Prats-de-Mollo-La Preste, “Camí de la Retirada”



Prats-de-Mollo-La-Preste, comme d'autres dans le Haut Vallespir, est une ville de mémoire. Le 27 janvier 1939, et durant deux semaines, 100 000 réfugiés espagnols, hommes, femmes, enfants passeront le col d'Ares, dans la pluie et le froid pour échapper à la dictature de Franco. Les habitants de Prats-de-Mollo-La Preste les accueilleront avec bienveillance et humanité malgré leurs moyens insuffisants...

 



L'état français par crainte de débordement, enverra en nombre des gardes mobiles. Les autorités françaises ouvriront en urgence des camps de concentration, où les réfugiés seront parqués sous encadrement militaire, et dans des conditions d'hygiène déplorables. 
Dès le 29, des convois partiront en direction du camp de triage du Boulou. Le 13 février 1939, la frontière sera fermée, et gardée par les soldats nationalistes espagnols de Franco. Une nouvelle vague de froid arrivant, les arbres environnants les camps seront abattus afin de fournir du bois de chauffage.
Le 31 janvier 1939, le ministre de l'Intérieur de l'époque, Albert Sarraut, se rendra à Prats de Mollo pour assister à cet exode humanitaire.

 



Le 16 mars, l’ordre d’évacuation des camps de Prats-de-Mollo est donné par le gouvernement français.
Les familles furent disloquées, en fonction des camps de triages, et tous ne sont pas repartis vers les camps de Rivesaltes, Argelès ou du Barcarès, 36 réfugiés sont à jamais enterrés dans la commune.

 



Le 22 Octobre 2002, une stèle au Col d’Ares fut inaugurée afin de commémorer  le passage de ces 100 000 réfugiés espagnols de 1939.
Cinq années plus tard, le  17 novembre 2007,  c'est le « CAMI DE LA RETIRADA » qui fut  inauguré.  Allant du Col d’Ares à Prats de Mollo, il symbolise le chemin emprunté lors de cet exode. Il fait l'objet de nombreuses randonnées.
L’association Prats endavant oeuvre à ce devoir de mémoire, en organisant des conférences,  des expositions, etc.…
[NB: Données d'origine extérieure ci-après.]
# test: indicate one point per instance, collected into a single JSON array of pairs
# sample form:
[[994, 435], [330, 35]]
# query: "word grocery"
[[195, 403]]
http://www.prats-endavant.net/

 




Documentaire produit par Televisió de Catalunya (TV3).


Photo célèbre et émouvante, parue le 18 février 1939 dans la revue l’Illustration, devenue l’un des symboles emblématiques de la Retirada.

Au premier plan, Mariano Gracia, et sa fille Alicia.
Au second plan, Thomas Coll, un habitant de Prats-de-Mollo venu en aide aux réfugiés, tenant la main du jeune Amadéo, avec à ses côtés son grand frère Antonio.
À la suite d'un bombardement de Monzón (Province de Huesca) durant la guerre civile, Alicia et Amadéo furent tous deux amputés et leur maman décéda à l’hôpital de Lérida.
Amadéo Gracia Bamala du 27 au 30 novembre 2003, est revenu sur les lieux qui l'ont vu franchir la frontière. Il a rencontré Jean Coll, fils de Thomas Coll (décédé en 1947), qui lui avait tenu la main à son arrivée sur le chemin du Col d'Ares. Amadéo Gracia Bamala est décédé le 1er novembre 2019 à Alcalá de Henares ( à proximité de Madrid) où il vivait avec sa femme et ses deux enfants.